Most people consider lifesaving technologies to be machinery. The new monitors are a prime example. The newest devices are considered lifesaving technologies. The latest gadgets offer the fastest transportation available. However, the most powerful technologies in trauma care may not be advanced devices; instead, they may be the skills of the caregivers. And the best tool of skill is education/training — put into the right hands at the right moment — and it will save lives just as efficiently as any machine.
I based my participation in the Hartford Consensus on this belief. After multiple high-profile mass casualty/active shooter events, it became apparent that our nation’s response models were archaic. Far too many people were dying from uncontrollable bleeding before medical teams could safely arrive on the scene. This was not an issue of lack of knowledge. This was an issue of access. Rather than waiting longer, the answer needed to be action.
THREAT MODEL
The Hartford Consensus developed a framework for aligning medical response with the nature of the threats faced today. The THREAT model offers a common language among law enforcement, EMS personnel, and healthcare providers.
Threat suppression must occur first. The environment must be rendered as safe as feasible so that treatment can proceed. Hemorrhage control occurs immediately after. Unchecked bleeding causes death far quicker than nearly any other traumatic injury. Once hemorrhage has been controlled, rapid extrication removes the patient from danger. Assessment identifies potentially fatal injuries early in the process. Transport delivers the patient to definitive care as quickly as possible.

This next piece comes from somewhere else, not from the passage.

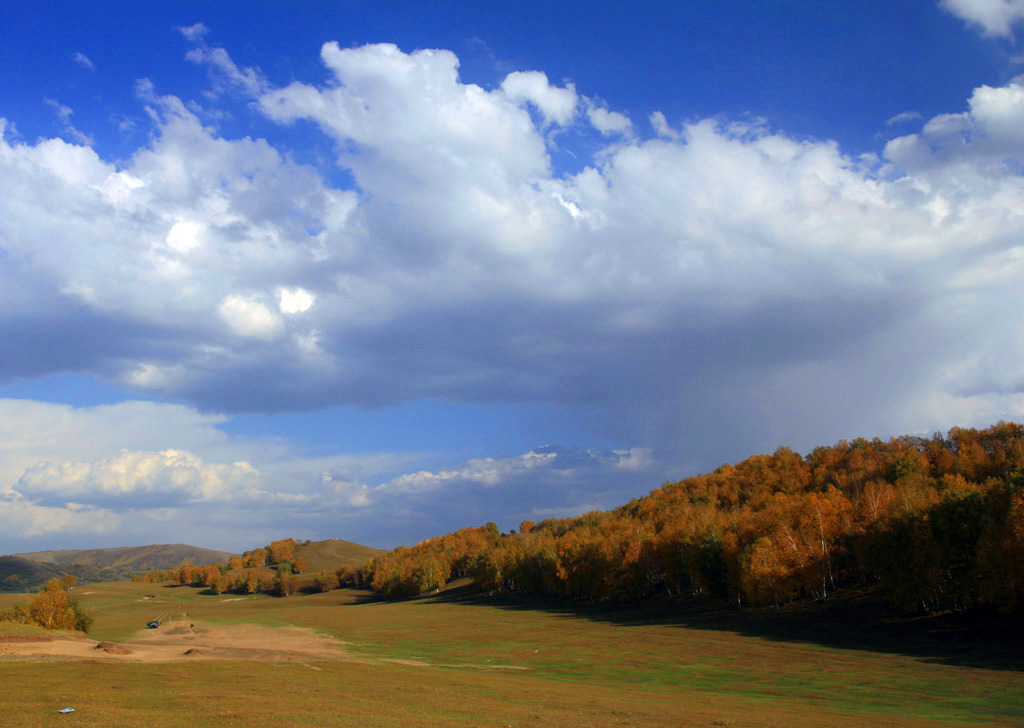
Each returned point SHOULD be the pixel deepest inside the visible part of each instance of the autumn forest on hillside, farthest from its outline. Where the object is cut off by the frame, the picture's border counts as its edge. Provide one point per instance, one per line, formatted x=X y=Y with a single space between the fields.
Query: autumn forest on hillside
x=936 y=523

Various organizations used different training methods and procedures prior to the Hartford Consensus, each with their own rigid protocols regarding “handoffs.” Agencies would wait for optimal conditions before responding. Agencies now act under reasonable circumstances based upon the priorities established by the THREAT model. The focus remains where it should be: on saving lives in the initial minutes.
Democratizing Medical Care
Another significant outcome of the Hartford Consensus was the recognition that professional emergency responders cannot always be present at the exact location and time of every incident. Oftentimes, the first person to be in proximity to a bleeding victim is not a medic but a student, a co-worker, a parent, or a stranger.
As a result of this realization, the Stop the Bleed initiative was launched nationally. The basic premise of Stop the Bleed was simple yet revolutionary. Educate civilians on controlling life-threatening bleeding. Provide bleeding-control kits in public spaces. Encourage citizen action rather than inaction.
Controlling bleeding is not complicated. The process involves applying direct pressure to the wounds. Packing wounds. Using tourniquets. All are skills that can be easily and quickly taught to civilians. When civilian populations are educated and equipped with these skills, the time line of the response to emergencies dramatically changes. Emergency treatment occurs in seconds, not minutes. Therefore, survival rates increase.
This is what democratizing medical care truly means. It does not replace the role of medical professionals. It enhances them. It creates the gap that results in loss of life when no one feels able to take action.
National Resilience
Perhaps the greatest and longest-lasting impact of the Hartford Consensus is the paradigmatic shift in attitude it embodies. We are evolving beyond the notion of the passive bystander. The Hartford Consensus is introducing the concept of the immediate responder.
Immediate responders do not require badges or uniforms. Immediate responders require education and the confidence to apply that education. As communities prepare themselves through collective training and engagement, resilience develops. Paralyzing fear transforms into motivating purpose. Chaos becomes manageable.
I have witnessed this transformation personally. I have observed ordinary individuals responding in extraordinary ways during extraordinary moments due to their education/knowledge of what to do. That was not an accident. It was the result of intentional education/training and community engagement.
Trauma care will evolve past improved hospitals. Trauma care will evolve toward improved communities. Education/training scales. Technology obsolescence. Skills persist. As we invest in people, we create a more responsive and resilient system that can respond sooner, more powerfully, and with fewer preventable deaths.